Wieden & Kennedy founders Dan Wieden and David Kennedy started out in traditional advertising venues. The two met in the Portland, Ore., office of McCann-Erickson, where they worked together on the Louisiana-Pacific Corp. account. They also shared a discontent with the state of advertising creativity and a disdain for poor work.
They opened Wieden & Kennedy in Portland with media specialist Jane Kirby and production manager Dennis Fraser on April 1, 1982. For Nike, the agency's first client, Wieden & Kennedy at first continued the footwear marketer's existing image of athletic existentialism. In 1988, it introduced the slogan "Just do it!" and created quirky ads that equated individuality and rebellion with the footwear maker's sneakers.
In 1987, Wieden & Kennedy rolled out its "Revolution" TV spot for Nike, using the Beatles' 1968 anthem "Revolution" as the sound track. This launched a series of ads for Nike that used improbable subcultural references—including a song by proto-punk rocker Iggy Pop and Beat author William Borroughs—to push the growing marketer's products.
Wieden & Kennedy even imitated subcultural media itself, quietly promoting Nike sneakers by publishing a low-key "fanzine," a medium that had been created by bohemians in explicit reaction against commercial culture.
Working on the Nike account, Wieden & Kennedy further developed a style of "anti-advertising" pioneered a generation earlier by Doyle Dane Bernbach for Volkswagen. One Wieden & Kennedy TV spot, featuring basketball great Michael Jordan and shot by independent filmmaker Spike Lee, deconstructed the traditional celebrity star spot.
In it Mr. Lee told viewers they were welcome to buy Nike sneakers, but wearing them would not make a viewer able to do the tricks Mr. Jordan did. Mr. Lee then offered a "confession" that his ad was just an ad, yelling out his window at his noisy neighbors, "Shut up! I'm doing a Nike commercial here." With an ironic wink, Wieden & Kennedy attempted to win the viewer over, implying that it, too, disliked advertising.

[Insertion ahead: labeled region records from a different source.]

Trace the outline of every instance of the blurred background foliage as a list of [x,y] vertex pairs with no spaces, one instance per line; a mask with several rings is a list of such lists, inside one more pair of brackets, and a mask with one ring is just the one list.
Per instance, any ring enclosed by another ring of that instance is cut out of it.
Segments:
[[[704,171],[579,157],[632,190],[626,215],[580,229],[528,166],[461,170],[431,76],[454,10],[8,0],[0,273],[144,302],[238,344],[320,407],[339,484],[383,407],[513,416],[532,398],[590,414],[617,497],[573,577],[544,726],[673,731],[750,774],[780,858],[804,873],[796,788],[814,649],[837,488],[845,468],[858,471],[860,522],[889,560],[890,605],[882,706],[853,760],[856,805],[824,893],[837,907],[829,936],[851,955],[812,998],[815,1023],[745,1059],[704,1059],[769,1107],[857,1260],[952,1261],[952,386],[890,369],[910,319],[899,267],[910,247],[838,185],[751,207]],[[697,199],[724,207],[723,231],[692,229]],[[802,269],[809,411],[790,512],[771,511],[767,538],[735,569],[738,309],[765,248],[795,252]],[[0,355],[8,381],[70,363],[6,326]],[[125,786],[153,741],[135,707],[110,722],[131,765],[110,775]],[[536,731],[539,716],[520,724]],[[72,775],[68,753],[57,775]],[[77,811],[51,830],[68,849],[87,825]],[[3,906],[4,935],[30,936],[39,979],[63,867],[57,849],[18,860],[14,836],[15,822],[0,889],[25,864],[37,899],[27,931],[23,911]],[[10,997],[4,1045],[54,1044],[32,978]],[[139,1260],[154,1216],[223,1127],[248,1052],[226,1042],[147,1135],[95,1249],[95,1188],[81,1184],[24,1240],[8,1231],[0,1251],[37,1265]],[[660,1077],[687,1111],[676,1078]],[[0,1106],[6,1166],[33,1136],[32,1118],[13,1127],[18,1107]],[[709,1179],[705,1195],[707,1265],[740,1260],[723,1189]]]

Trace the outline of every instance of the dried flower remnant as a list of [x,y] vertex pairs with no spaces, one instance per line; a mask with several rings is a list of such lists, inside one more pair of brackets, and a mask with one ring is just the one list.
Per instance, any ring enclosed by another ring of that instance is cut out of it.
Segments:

Mr. Kennedy retired in 1993, but Wieden & Kennedy continued to grow. In addition, the agency garnered numerous awards, including being named Agency of the Year by both Advertising Age and Adweek in 1991.
During Wieden & Kennedy's tenure, Nike grew from a $270 million company to one valued at more than $9 billion.

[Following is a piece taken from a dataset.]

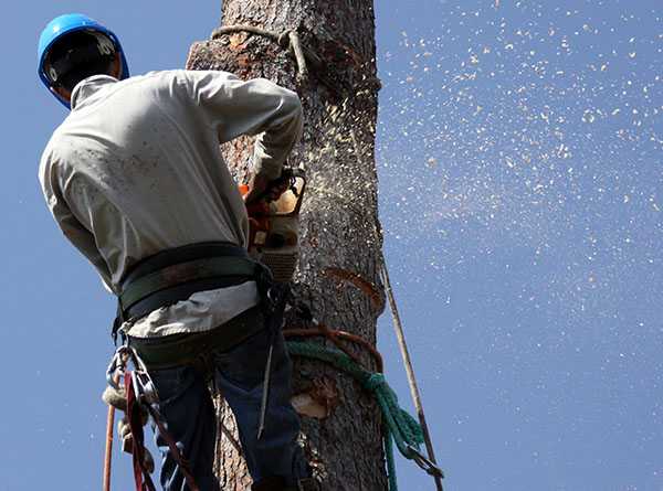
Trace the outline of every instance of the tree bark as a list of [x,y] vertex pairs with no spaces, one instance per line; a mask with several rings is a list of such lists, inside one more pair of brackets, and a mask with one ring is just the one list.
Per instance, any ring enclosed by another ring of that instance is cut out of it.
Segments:
[[[305,164],[308,190],[301,216],[295,305],[286,328],[322,323],[375,345],[383,288],[373,157],[379,82],[372,1],[224,0],[222,21],[223,25],[253,25],[277,33],[296,31],[308,53],[309,73],[301,77],[287,49],[267,38],[239,32],[193,44],[187,62],[190,70],[270,78],[302,98],[304,135],[290,161]],[[223,148],[239,180],[246,178],[251,143],[251,139],[240,138]],[[317,342],[328,343],[319,338]],[[366,349],[348,348],[365,367],[376,370]],[[302,416],[301,442],[316,489],[387,489],[381,418],[373,399],[345,374],[301,359],[294,364],[294,386],[303,403],[301,410],[308,414]],[[220,418],[235,431],[222,403]],[[221,434],[217,451],[223,489],[249,489],[244,462]]]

But not all of Wieden & Kennedy's work found an audience. In 1991, when Subaru America hired the agency to recreate the brand image of the well-engineered but dowdy all-wheel-drive auto, Wieden & Kennedy opened an office in Philadelphia and channeled some of its best creative talent into the job. In one spot, a man ridiculed the overwrought claims of typical automobile ads, claiming that a car "won't make you more handsome. Or prettier. Or younger." Instead, he said, "A car is a car."
However, those spots failed to win consumers and were disliked by the Subaru sales force. In 1993, Subaru fired Wieden & Kennedy, leading to layoffs of 60 employees and the closing of the Philadelphia office.

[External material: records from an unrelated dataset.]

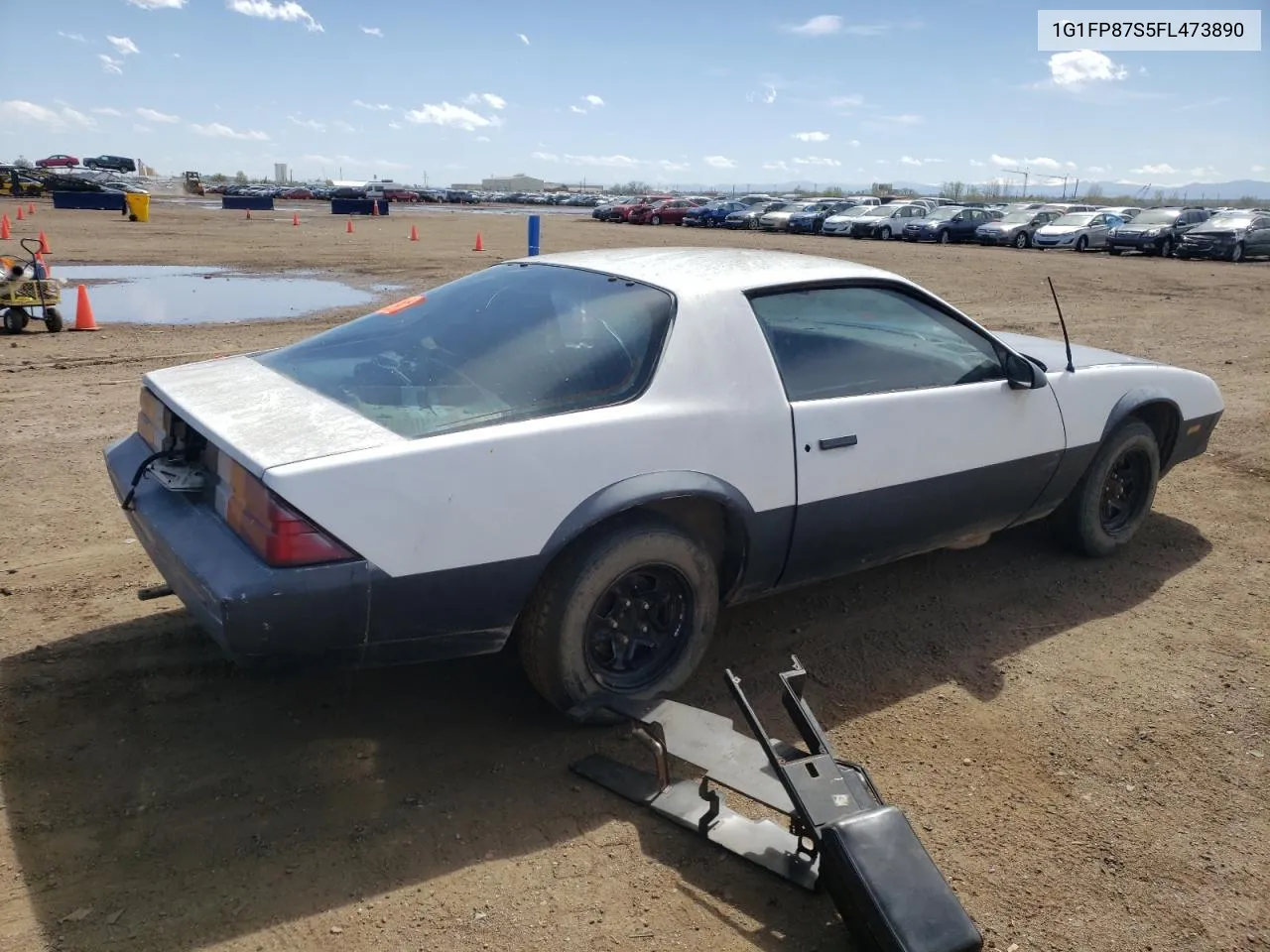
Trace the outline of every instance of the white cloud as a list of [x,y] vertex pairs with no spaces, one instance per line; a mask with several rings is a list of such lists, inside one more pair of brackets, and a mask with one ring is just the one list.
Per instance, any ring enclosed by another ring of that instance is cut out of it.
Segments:
[[105,39],[119,56],[132,56],[141,52],[137,50],[137,44],[127,37],[107,37]]
[[1124,66],[1111,62],[1096,50],[1068,50],[1049,57],[1050,83],[1055,86],[1080,89],[1088,83],[1123,80],[1129,75]]
[[446,126],[455,129],[464,129],[465,132],[474,132],[488,126],[500,124],[497,116],[485,117],[453,103],[429,103],[419,109],[410,109],[406,112],[405,118],[414,123]]
[[467,105],[481,105],[485,104],[490,109],[505,109],[507,100],[503,96],[494,95],[493,93],[472,93],[470,96],[464,99]]
[[323,25],[312,18],[296,0],[284,0],[281,4],[271,0],[225,0],[225,5],[234,13],[244,17],[255,17],[262,20],[282,20],[283,23],[304,23],[310,33],[325,33]]
[[190,131],[198,133],[199,136],[207,136],[208,138],[241,138],[250,140],[253,142],[268,142],[269,137],[263,132],[257,132],[251,129],[249,132],[236,132],[229,126],[220,122],[210,122],[206,126],[201,126],[197,122],[189,123]]
[[827,37],[831,33],[842,30],[842,18],[833,14],[813,17],[806,23],[798,27],[789,27],[790,33],[799,33],[804,37]]
[[634,169],[636,165],[643,165],[639,159],[631,159],[629,155],[569,155],[566,152],[564,160],[570,165],[597,165],[605,169]]
[[25,99],[5,99],[0,102],[0,119],[33,122],[53,129],[66,128],[66,126],[81,126],[83,128],[97,126],[95,119],[77,109],[71,109],[65,103],[60,105],[62,107],[61,109],[50,109],[47,105],[30,103]]
[[180,122],[179,116],[168,116],[157,109],[146,109],[145,107],[137,107],[137,116],[142,119],[149,119],[150,122]]
[[403,162],[390,162],[387,159],[358,159],[353,155],[306,155],[302,156],[304,161],[312,162],[314,165],[362,165],[362,166],[375,166],[376,169],[406,169]]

After that, Wieden & Kennedy rebounded with a strategy of building an independent global network and developed an expanded client list, including U.S. accounts Miller Brewing Co., America Online, Belvedere, ESPN, Powerade and Starbucks. Its overseas offices also grew, with London handling Honda U.K. and picking up top creative honors for its "Cog" spot.
In 2003, Wieden & Kennedy ranked No. 38 among the world's top marketing organizations, with $78.6 million in worldwide revenue, up 11.4% from 2002, according to Advertising Age. It was No. 43 among U.S. agency brands with U.S. revenue of $40.5 million, a 5% increase over 2002, and $450 million in billings. It also was the fifth largest independent agency in the U.S. as ranked by worldwide revenue.